The core of trauma is something that must be addressed before, during and after a disaster. Knowledge and understanding are two of the main factors that attribute to the successful treatment and management of a trauma-related incident as a result of a crisis. Front-line staff and all members of the crisis team should be well-informed of the various types of physical and emotional trauma one can undergo in a disaster and understand the impact the trauma has on someone’s life in addition to ways to quickly and successfully manage each one.
Natural disasters such as hurricanes, floods, fires and car accidents are known as “acute episodic trauma”. The physical impact of these events are the most obvious and should be addressed first, but the psychological effects can be long-lasting and should also be seriously considered when staff are undergoing training. Being a mediator during a crisis can have an effect on your staff as well, so preparing them for the potential psychological aftermath a disaster can have on them as well.
When people see harm being done unto others, the event is coined “observer violence”. When bystanders witness a violent act such as a shooting or robbery, the interventions to keep people safe can sometimes serve as a trigger and re-traumatize an individual.
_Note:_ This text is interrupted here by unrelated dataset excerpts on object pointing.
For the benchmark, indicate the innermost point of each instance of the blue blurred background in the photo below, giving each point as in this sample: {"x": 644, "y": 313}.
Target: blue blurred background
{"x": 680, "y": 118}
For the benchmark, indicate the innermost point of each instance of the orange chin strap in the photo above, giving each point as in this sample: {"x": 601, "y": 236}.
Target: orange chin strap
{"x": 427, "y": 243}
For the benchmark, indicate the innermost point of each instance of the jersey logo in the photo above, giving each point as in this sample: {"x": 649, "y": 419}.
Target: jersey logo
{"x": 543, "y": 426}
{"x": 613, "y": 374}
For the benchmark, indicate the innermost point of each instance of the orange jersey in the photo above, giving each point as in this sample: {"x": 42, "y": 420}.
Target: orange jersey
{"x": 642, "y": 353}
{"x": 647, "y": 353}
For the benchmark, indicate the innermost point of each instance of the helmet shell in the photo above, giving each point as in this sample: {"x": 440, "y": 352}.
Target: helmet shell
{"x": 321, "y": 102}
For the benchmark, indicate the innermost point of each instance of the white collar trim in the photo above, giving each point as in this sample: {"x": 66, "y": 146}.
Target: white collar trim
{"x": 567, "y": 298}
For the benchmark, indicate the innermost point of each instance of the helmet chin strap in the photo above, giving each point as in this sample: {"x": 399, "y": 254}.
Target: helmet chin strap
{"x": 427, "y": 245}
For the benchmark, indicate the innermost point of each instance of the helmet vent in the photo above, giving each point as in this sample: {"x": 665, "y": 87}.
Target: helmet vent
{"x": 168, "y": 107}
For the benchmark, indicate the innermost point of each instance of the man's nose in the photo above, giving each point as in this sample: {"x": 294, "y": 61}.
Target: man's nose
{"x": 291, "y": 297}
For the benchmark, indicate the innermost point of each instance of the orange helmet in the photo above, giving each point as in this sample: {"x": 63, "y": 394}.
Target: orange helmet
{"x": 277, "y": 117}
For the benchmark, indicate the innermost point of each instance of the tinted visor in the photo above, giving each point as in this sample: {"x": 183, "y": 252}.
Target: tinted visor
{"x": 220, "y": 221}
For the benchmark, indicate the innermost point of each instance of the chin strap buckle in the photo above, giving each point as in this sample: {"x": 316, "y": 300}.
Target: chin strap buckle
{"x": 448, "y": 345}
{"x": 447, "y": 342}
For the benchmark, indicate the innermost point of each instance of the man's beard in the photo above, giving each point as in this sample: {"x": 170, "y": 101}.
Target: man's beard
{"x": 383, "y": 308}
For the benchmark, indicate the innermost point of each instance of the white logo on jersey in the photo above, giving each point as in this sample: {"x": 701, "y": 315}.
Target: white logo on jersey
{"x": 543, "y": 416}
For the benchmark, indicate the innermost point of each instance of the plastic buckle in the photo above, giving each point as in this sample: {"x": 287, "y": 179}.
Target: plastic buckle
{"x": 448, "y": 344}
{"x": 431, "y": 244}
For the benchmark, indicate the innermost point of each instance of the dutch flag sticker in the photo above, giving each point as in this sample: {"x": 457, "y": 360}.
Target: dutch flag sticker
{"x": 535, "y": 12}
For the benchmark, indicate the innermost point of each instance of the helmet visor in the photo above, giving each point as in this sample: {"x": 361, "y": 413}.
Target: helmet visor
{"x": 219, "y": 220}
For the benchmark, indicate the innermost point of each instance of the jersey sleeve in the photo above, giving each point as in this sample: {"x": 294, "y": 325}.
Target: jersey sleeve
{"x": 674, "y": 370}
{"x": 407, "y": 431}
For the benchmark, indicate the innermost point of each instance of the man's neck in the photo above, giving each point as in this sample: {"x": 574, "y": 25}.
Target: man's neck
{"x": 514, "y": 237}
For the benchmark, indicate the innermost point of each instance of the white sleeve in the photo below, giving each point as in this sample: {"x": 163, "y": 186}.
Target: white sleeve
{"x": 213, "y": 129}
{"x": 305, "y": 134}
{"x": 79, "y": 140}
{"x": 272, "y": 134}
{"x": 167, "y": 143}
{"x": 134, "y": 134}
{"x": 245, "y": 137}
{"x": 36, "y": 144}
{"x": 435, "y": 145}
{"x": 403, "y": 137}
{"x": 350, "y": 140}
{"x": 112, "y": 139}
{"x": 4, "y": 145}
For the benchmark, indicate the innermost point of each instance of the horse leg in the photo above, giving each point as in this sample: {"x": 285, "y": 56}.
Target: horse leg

This is why it is necessary to have a solid understanding that a person in the midst of a traumatic event or who has experience chronic trauma in the past may not have had access to all of the higher-level brain function they normally do. This allows your staff to understand that even simple behaviors may have to be handled much differently in a high-stress situation than when the stresses are not present.
Trauma-informed training equips your staff with greater insight and compassion, granting them the ability to manage a crisis without creating a ripple effect that could have grave repercussions. Organizations must increase the understanding of all types of trauma and the effect that the aftermath has on a person’s social life, work ethic, well-being and overall physical and mental health. Any disaster preparedness plan should include plans that continually address the long-term affects of employees, customers and the community after the disaster has ended.
To summarize, the first step in creating a successful disaster preparedness plan is to assess the disasters and crises most likely to occur in your organization and/or community and prioritize your preparedness plans in order of likelihood.
Once you have assembled a crisis team and your staff has been informed and educated, it is important to routinely review and practice the plans through various exercises and drills. It is also a good idea to introduce relational and trauma-informed training so staff can work productively together and understand and treat the aftermath of any disaster. You can also focus on more individualized training that will guarantee every member of the staff is informed and capable of responding in the best way possible during a disaster.
An organization’s disaster preparedness plan will evolve as times change and new risks arise, but the most important thing to remember is that any plan is better than none and disaster preparedness is just as critical to a workplace’s success as any other aspect of business.